Could it also be the story of a childless middle-aged man trying to plug the holes in his life by vicariously writing the great novel he couldn't pull off himself? Definitely. Is there a thread about the infinite human capacity for self-deception and betrayal covering for the desperate need to find a safe berth in life? Sure.

In the House is often mordantly funny. Luchini is France's master of deadpan comedy: When he does farce, it carries an undertow of sorrow, and vice versa. Scott Thomas, too often unimaginatively cast as sour or depressed viragos, holds her own beautifully as the vinegary, ambitious Jeanne. Through her, Ozon has some fun with contemporary art; he also pokes entertainingly at the puffed-up rhetoric of France's current educational-reform conversation. Germain may roll his eyes at his principal's rapturous endorsement of school uniforms as the way forward, but he remains passionate about literature; any teacher would understand his pouncing on promise, though they might balk at the lengths he will go to to promote it.
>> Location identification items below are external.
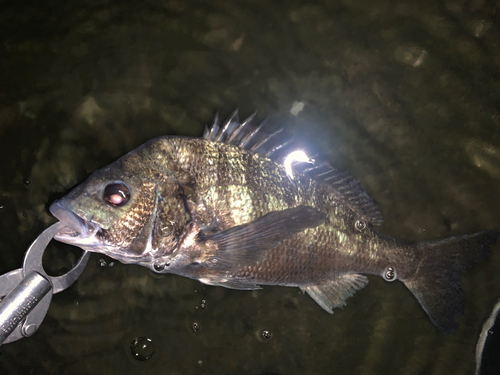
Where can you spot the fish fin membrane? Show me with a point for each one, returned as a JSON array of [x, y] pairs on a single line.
[[436, 283], [234, 284], [247, 244], [347, 190], [276, 145], [336, 291]]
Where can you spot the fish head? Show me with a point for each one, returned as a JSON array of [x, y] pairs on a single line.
[[128, 210]]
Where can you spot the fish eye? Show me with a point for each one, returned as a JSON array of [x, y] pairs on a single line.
[[116, 194]]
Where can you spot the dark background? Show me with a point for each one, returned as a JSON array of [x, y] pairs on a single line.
[[404, 95]]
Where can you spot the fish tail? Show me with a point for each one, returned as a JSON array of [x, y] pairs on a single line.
[[436, 281]]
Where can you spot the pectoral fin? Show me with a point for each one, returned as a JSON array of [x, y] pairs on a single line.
[[334, 293], [247, 244]]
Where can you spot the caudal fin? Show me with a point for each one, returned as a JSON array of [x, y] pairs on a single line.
[[436, 281]]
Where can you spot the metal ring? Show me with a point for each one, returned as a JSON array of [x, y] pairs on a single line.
[[8, 282], [33, 260]]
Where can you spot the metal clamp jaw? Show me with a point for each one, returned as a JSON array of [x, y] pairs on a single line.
[[26, 293]]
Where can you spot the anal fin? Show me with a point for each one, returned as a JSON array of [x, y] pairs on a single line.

So everyone in this movie is plausible. But are they real, or figments of a budding writer's hungry imagination, fed by an enabler with his own unacknowledged desires? A blizzard of multiple perspectives and tonal shifts is set off by Philippe Rombi's lovely score, by turns exuberant, ferocious and wistful.

Ozon keeps sliding between genres ("Now we are in bad farce," scolds the teacher) to explore what really interests him — the creative process itself. He's forever knocking us off the naturalist's perch, and it's not just the plot that keeps getting re-engineered. The movie keeps asking us to reconsider who's the audience for this endlessly revised tableau. Is it us, or the writing partners, or the spouses — or all of the above?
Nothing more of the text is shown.